Three epistles represent Paul’s struggle regarding Jesus’ failure to appear, and while dating is only approximate, I present three Pauline references in approximate chronological order. In II Thessalonians 2:1 (+/- 52-54 CE): “Let no one deceive you in any way; for that Day will not come unless the apostasy comes first and then the man of lawlessness is revealed.” Which might mean today, or in a thousand years, and more. But later, and both these epistles were between 53 and 57 CE: in Romans 13:11 Paul writes, “The hour has already come for you to wake up from your slumber, because our salvation is nearer now than when we first believed.” And again in 1 Corinthians 7:29: “What I mean, brothers and sisters, is that the time is short… For this world in its present form is passing away (this is the Kingdom of God referred to above).” In the end Paul managed to keep the communities together in spite of Jesus failed return.

 

But anticipation for Parousia did not just vanish with Paul. In the years leading up to 1000 CE Jesus anticipated return lay heavy on the faithful, only to result in great disappointment in 1001. And similarly in the lead up to 2000, although the anticipation of the Parousia was far less dramatic since religion today holds a much lesser place in secular society, still there were scattered suicides in the hope of joining Jesus.

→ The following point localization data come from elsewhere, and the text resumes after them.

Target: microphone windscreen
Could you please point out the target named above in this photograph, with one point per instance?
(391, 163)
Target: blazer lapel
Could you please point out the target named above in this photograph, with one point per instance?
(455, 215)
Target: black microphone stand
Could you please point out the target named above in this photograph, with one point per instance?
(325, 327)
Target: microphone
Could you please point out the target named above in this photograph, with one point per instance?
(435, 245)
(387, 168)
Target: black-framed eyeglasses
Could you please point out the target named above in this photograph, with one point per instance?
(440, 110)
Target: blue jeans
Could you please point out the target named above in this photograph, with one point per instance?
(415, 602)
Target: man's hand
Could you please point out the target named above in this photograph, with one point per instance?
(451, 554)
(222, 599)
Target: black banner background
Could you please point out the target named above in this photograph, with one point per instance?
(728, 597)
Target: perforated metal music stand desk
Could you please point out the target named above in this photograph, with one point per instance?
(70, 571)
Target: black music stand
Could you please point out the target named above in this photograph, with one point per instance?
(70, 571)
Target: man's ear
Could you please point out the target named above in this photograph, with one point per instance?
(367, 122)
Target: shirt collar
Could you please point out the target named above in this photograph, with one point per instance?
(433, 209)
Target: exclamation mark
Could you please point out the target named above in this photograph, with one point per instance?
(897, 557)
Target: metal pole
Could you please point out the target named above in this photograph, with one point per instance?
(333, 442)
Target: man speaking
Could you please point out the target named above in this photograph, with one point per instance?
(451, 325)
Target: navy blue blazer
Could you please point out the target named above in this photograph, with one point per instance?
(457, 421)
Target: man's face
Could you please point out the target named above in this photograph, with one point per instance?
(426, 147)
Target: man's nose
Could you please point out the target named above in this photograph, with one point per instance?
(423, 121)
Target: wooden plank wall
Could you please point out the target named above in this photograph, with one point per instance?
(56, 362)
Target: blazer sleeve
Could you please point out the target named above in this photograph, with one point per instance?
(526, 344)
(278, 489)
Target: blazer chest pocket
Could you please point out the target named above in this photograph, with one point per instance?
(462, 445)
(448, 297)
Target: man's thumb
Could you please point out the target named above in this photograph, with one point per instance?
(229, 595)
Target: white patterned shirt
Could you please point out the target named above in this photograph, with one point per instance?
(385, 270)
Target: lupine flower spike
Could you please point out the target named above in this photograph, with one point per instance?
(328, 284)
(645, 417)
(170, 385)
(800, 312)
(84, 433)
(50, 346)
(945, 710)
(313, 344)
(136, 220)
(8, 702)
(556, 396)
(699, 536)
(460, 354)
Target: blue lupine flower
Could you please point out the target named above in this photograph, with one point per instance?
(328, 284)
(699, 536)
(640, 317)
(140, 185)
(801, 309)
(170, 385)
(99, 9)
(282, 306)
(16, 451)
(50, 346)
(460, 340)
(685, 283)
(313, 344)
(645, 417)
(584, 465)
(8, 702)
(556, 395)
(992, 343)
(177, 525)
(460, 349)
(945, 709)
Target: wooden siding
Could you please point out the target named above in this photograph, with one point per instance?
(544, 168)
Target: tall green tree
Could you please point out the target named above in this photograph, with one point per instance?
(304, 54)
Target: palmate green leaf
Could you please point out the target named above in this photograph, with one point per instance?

And today, eleven years later, some religious leaders continue to prophesy Jesus’ imminent return.

 

Failure of the Quest: And of course there is the three-hundred year-long Quest for the Historical Jesus, material evidence for the insecurity at the heart of the various Christianities. That the quest has failed to provide anything approaching historical validity for an earthly Jesus only reinforces the unease that likely motivated the 17thcentury search.   

 

Christianity’s Jewish Problem is no more or less than the obvious. Once Christianity represented itself as the “new” Israel, inheritor of God’s favor and covenant, there could be no place for the “old” Israel. As Dr. Nicholls wrote, continuing Jewish existence puts, “a great question against Christian belief in a new covenant made through Christ.” Christianity’s threat to Jewish existence directly results from the fact of Jewish existence. By its survival Judaism represents a challenge to the person and mission of Jesus, and to the historic claims that Christianity is Judaism’s successor.